The awkward problem: Biomass gasifier technology is a double climate change whammy since it burns biomass to manufacture "syngas" which is then sold to be burned again as fuel, according to the government's own November 2012 National Renewable Energy Laboratory review of gasifier technology. That study stumbled when most companies "were not interested in sharing confidential cost or engineering information," but NREL did determine that in just making the syngas, a gasifier -- like coal-fired power plants -- produces toxic ash that requires disposal. And like any refinery, excess gas is routinely routed to flare stacks "for incineration and exhaust to the atmosphere."

The regrettable perception was that the U.S. Embassy is helping American companies export climate change to Africa.

President Obama told his African audience that "Power Africa" will supply "the energy needed to lift people out of poverty" and "support clean energy to protect our planet and combat climate change." But the gaping disconnect toward adopting a low-carbon growth path continued when he failed to acknowledge the 2013 Africa Carbon Forum taking place while he was in Africa, or Kenya's progressive feed-in tariff policy, or Google's announcement it was investing $12 million in U.S.-based SolarReserve's South African solar project.

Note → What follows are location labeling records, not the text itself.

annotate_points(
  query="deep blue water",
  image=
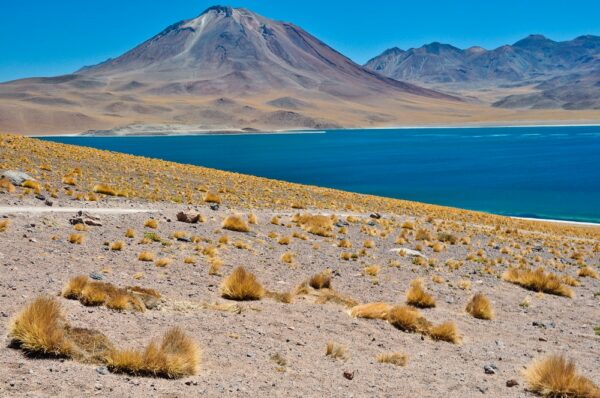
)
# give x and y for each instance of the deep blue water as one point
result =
(546, 172)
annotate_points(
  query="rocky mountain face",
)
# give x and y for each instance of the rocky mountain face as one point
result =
(560, 74)
(227, 68)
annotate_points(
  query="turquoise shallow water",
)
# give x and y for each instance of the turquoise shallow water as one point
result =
(544, 172)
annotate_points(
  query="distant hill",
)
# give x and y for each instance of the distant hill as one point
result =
(560, 74)
(227, 68)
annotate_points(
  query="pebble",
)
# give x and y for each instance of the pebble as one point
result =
(511, 383)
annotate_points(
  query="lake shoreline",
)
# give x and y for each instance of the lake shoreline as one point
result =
(183, 130)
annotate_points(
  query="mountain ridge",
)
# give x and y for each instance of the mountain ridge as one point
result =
(530, 61)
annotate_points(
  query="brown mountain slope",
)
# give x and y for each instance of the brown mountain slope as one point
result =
(230, 69)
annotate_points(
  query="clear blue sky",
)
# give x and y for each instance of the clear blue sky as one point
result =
(50, 37)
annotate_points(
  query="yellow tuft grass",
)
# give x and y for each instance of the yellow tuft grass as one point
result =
(175, 356)
(394, 358)
(146, 256)
(39, 329)
(242, 285)
(76, 239)
(104, 189)
(335, 350)
(587, 272)
(6, 185)
(416, 295)
(537, 280)
(444, 332)
(235, 223)
(288, 257)
(215, 265)
(371, 311)
(480, 307)
(319, 225)
(557, 377)
(211, 197)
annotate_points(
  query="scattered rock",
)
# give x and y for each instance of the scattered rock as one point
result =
(96, 276)
(189, 217)
(16, 177)
(85, 218)
(545, 325)
(409, 252)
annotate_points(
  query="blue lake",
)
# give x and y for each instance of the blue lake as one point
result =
(545, 172)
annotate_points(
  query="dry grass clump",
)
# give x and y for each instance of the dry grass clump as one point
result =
(146, 256)
(95, 293)
(444, 332)
(117, 246)
(288, 257)
(335, 351)
(235, 223)
(394, 358)
(4, 224)
(321, 280)
(104, 189)
(7, 186)
(480, 307)
(175, 356)
(151, 223)
(319, 225)
(416, 295)
(215, 265)
(242, 285)
(371, 311)
(76, 239)
(537, 280)
(410, 320)
(556, 377)
(39, 329)
(587, 272)
(211, 197)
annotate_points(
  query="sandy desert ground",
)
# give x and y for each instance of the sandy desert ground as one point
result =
(373, 248)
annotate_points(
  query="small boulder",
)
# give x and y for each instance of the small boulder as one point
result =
(188, 217)
(16, 177)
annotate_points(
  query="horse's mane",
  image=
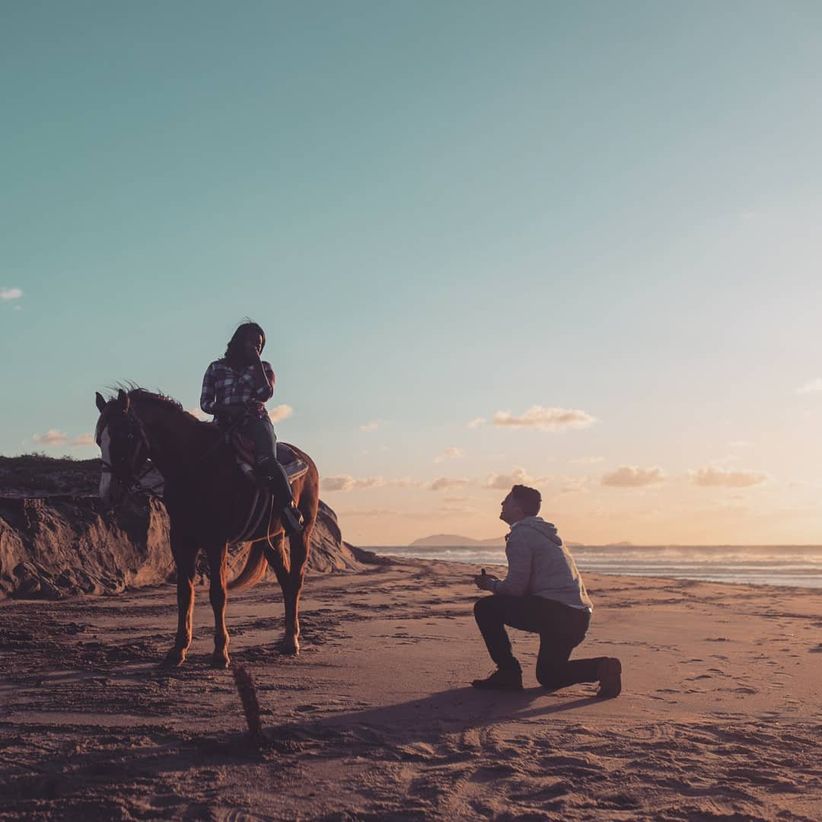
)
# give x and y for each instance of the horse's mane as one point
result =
(156, 398)
(137, 393)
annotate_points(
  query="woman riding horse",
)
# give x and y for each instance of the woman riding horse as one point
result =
(235, 390)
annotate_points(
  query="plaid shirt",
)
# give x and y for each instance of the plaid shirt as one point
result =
(226, 391)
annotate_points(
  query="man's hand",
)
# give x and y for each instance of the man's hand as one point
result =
(485, 582)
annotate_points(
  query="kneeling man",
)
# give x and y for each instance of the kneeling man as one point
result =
(542, 593)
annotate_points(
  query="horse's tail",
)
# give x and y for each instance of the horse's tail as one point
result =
(255, 566)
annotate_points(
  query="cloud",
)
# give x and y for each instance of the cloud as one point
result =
(451, 453)
(444, 483)
(719, 477)
(370, 512)
(503, 482)
(586, 460)
(345, 482)
(51, 437)
(54, 437)
(573, 485)
(280, 413)
(544, 419)
(632, 476)
(810, 387)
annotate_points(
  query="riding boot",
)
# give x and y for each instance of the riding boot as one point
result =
(275, 476)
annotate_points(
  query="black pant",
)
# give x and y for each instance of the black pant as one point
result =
(560, 628)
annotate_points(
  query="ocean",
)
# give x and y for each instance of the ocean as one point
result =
(797, 566)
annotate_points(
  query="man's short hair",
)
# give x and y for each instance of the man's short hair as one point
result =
(529, 499)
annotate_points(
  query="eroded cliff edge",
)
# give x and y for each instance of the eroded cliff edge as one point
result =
(58, 539)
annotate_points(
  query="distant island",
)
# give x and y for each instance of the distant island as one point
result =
(455, 540)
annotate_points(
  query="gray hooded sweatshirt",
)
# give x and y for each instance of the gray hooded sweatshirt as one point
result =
(539, 564)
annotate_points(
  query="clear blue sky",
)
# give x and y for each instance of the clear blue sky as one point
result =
(438, 211)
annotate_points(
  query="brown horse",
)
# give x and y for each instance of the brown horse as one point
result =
(206, 495)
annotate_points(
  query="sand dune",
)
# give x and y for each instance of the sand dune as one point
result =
(720, 716)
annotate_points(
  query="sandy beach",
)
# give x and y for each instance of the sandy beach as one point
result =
(719, 718)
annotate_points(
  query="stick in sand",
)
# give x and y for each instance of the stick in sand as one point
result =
(248, 697)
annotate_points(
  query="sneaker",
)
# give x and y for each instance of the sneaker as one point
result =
(609, 674)
(503, 679)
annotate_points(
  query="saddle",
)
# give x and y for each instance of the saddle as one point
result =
(243, 448)
(255, 524)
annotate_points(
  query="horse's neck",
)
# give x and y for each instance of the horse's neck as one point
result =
(177, 440)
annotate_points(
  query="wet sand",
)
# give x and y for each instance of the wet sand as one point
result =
(720, 716)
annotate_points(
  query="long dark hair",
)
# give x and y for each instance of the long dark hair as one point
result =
(234, 350)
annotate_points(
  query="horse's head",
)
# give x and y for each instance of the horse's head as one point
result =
(124, 446)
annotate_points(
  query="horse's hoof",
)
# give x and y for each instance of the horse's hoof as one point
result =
(174, 659)
(290, 647)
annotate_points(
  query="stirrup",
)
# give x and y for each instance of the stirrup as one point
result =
(292, 520)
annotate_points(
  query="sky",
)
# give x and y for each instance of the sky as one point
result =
(569, 244)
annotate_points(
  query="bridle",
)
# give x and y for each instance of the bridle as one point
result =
(133, 469)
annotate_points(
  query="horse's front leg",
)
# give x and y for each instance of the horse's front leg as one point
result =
(184, 550)
(293, 590)
(217, 595)
(280, 563)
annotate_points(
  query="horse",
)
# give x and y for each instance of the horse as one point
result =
(206, 495)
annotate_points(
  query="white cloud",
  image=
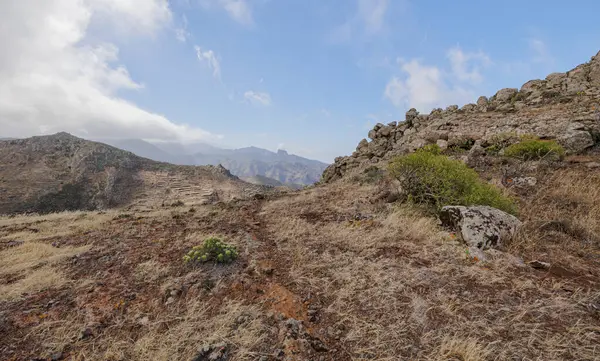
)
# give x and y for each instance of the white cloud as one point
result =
(239, 10)
(368, 20)
(181, 33)
(53, 79)
(540, 52)
(372, 14)
(258, 98)
(425, 87)
(467, 66)
(209, 57)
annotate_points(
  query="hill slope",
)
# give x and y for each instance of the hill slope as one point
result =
(62, 172)
(243, 162)
(342, 271)
(564, 106)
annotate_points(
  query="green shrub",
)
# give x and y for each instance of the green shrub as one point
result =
(534, 149)
(213, 249)
(500, 141)
(431, 148)
(372, 174)
(436, 180)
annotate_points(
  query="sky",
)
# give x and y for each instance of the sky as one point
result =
(311, 76)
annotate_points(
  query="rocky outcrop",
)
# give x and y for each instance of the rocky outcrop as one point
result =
(480, 227)
(564, 107)
(61, 172)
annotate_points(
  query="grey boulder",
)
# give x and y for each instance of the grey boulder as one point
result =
(482, 227)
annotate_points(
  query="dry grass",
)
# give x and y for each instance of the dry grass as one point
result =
(150, 271)
(235, 324)
(456, 349)
(33, 262)
(33, 282)
(32, 254)
(41, 227)
(386, 282)
(175, 335)
(563, 216)
(396, 288)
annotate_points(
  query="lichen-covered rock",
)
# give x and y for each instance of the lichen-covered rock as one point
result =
(504, 95)
(482, 227)
(558, 107)
(482, 101)
(575, 141)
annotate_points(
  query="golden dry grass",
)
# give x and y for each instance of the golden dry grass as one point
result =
(456, 349)
(398, 286)
(34, 281)
(33, 262)
(390, 285)
(33, 254)
(562, 219)
(41, 227)
(177, 335)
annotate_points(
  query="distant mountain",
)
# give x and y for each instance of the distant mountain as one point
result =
(61, 172)
(149, 150)
(244, 162)
(266, 181)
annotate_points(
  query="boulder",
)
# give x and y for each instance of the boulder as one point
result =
(575, 141)
(385, 131)
(594, 75)
(555, 80)
(372, 134)
(504, 95)
(443, 144)
(482, 227)
(411, 114)
(362, 145)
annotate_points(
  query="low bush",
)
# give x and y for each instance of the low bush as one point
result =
(213, 249)
(436, 180)
(535, 149)
(500, 141)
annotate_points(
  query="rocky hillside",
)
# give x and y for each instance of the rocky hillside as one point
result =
(243, 162)
(414, 262)
(564, 107)
(62, 172)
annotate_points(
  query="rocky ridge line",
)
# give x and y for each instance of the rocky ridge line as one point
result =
(564, 107)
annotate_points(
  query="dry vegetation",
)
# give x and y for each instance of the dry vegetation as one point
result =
(368, 280)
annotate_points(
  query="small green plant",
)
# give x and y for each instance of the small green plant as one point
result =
(530, 148)
(372, 174)
(500, 141)
(431, 148)
(437, 181)
(213, 249)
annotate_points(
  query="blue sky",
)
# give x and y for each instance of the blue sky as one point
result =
(313, 76)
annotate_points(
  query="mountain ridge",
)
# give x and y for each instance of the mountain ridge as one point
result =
(563, 106)
(243, 162)
(62, 172)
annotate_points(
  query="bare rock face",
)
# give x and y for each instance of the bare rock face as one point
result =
(561, 107)
(480, 227)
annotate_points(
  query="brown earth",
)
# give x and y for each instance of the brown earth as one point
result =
(328, 273)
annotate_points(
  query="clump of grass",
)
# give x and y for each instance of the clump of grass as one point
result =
(437, 181)
(530, 148)
(372, 174)
(500, 141)
(431, 148)
(213, 249)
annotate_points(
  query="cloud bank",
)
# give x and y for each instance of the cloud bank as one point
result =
(52, 79)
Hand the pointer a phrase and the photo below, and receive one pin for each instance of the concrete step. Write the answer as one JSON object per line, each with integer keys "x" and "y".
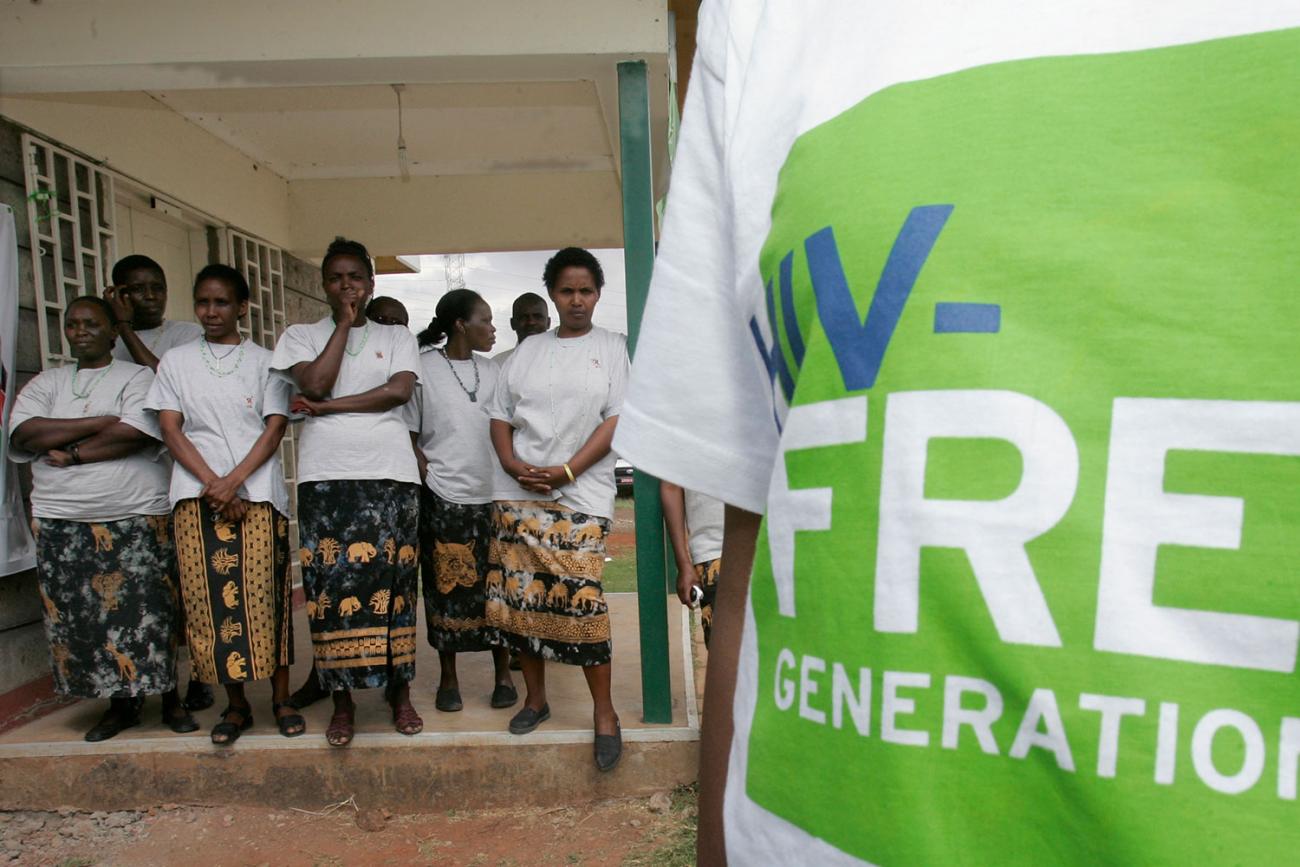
{"x": 460, "y": 761}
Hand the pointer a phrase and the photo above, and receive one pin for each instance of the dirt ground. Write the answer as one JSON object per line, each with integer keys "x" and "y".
{"x": 657, "y": 831}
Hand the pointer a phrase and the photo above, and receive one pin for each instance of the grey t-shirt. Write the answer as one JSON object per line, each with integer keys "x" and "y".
{"x": 454, "y": 429}
{"x": 167, "y": 336}
{"x": 354, "y": 445}
{"x": 107, "y": 490}
{"x": 555, "y": 393}
{"x": 224, "y": 415}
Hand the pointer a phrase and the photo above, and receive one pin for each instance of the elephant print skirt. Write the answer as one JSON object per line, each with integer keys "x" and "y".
{"x": 109, "y": 605}
{"x": 360, "y": 559}
{"x": 544, "y": 584}
{"x": 237, "y": 592}
{"x": 454, "y": 541}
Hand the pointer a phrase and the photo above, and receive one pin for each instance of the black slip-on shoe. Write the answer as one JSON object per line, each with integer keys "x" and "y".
{"x": 528, "y": 719}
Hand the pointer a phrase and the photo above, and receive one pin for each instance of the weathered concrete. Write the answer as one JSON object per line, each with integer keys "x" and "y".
{"x": 464, "y": 759}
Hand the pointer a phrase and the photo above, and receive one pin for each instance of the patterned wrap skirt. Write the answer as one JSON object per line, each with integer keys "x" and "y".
{"x": 454, "y": 542}
{"x": 707, "y": 575}
{"x": 544, "y": 585}
{"x": 237, "y": 592}
{"x": 111, "y": 605}
{"x": 360, "y": 560}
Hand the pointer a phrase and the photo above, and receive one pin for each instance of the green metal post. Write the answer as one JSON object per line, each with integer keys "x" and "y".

Instead, Obama's speech was just a variation of 4 1/2 years of his lipstick approach to environmental, energy, and climate change policies. Like lipstick, you can't just slap "clean" or "renewable" on the face of policy statements that include coal, natural gas, and diesel and hope nobody notices the ugly underneath.

President Obama also declared that "history tells us that true progress is only possible where governments exist to serve their people, and not the other way around."

Powerful words, but as long as President Obama continues to favor industry lobbyists over science and public opinion here at home, his international clean energy and climate change policy statements -- and legacy -- will continue to be perceived as about as "clean" as a coal miner's nose hairs.